Magalye et Olivier ne sont pas seuls. Plusieurs enfants ne peuvent pas faire l’école à la maison dans certaines zones rurales ou éloignées de l’Abitibi-Témiscamingue. L’internet par satellite serait tellement inefficace que plusieurs préfèrent se débrancher plutôt que de payer des frais exorbitants. 

Comme Mme Barrette, certains parents paient le gros prix pour un accès qui n’a de haute vitesse que le nom et dont les données sont limitées. D’autres augmentent leur capacité de données mobiles sur leurs cellulaires pour ensuite les transférer sur la tablette prêtée par l’école aux enfants. 

Le Centre de services scolaire du Lac-Témiscamingue a beau fournir des iPad à tous les élèves et des routeurs donnant accès à un réseau Wi-Fi mobile à ceux du secondaire, ce sont les parents de jeunes du préscolaire et du primaire qui écopent davantage du manque d’accès d’internet. 

Ces jeunes n’ont ainsi pas accès aux mêmes outils pédagogiques que les autres.

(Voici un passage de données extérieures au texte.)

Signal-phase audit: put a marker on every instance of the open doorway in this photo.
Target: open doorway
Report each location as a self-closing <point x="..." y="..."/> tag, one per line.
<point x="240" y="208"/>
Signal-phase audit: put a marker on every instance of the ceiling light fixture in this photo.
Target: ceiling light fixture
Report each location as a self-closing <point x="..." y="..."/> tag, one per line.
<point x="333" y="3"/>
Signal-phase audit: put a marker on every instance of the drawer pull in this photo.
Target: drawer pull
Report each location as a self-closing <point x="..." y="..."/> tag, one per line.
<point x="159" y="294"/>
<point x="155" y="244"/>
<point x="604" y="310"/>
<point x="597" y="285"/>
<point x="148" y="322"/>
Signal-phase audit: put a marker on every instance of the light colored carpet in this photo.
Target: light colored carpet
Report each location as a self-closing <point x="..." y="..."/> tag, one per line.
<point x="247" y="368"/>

Au Centre de services, environ 20 % des 1800 élèves vivent cette réalité. 

Une cinquantaine d’entre eux ne peuvent même pas être fonctionnels avec une clé LTE, fournie par le centre de services scolaire, et qui devrait normalement leur permettre de se connecter en tout lieu sur le territoire du fournisseur de services internet. 

« Nous devons leur assurer un transport pour qu’ils puissent se brancher en classe ou au laboratoire informatique, sinon nous leur fournissons des documents papier et faisons des suivis téléphoniques », dit la directrice des services éducatifs, Nicole Lavoie. 

Une « catastrophe » 

Du côté de l’Abitibi, la connectivité est à ce point problématique que les élus municipaux en ont fait leur priorité. Inutile de rouler bien loin des villes comme Rouyn-Noranda, Val-d’Or et Amos avant d’être déconnectés. 

« Nous avons un retard important sur le reste de la province, ce qui affecte le développement et la compétitivité de notre région », déplore le président de la Conférence des préfets de la région et maire de Malartic, Martin Ferron. 

« Même dans les villes, la capacité n’est pas assez grande durant les heures de pointe », ajoute-t-il. 

Sébastien D’Astous, préfet de la MRC d’Abitibi, va encore plus loin. « Dans certains villages, c’est une catastrophe. Nous sommes nettement en dessous des normes minimales établies en matière de vitesse et de fiabilité », soutient celui qui est maire d’Amos.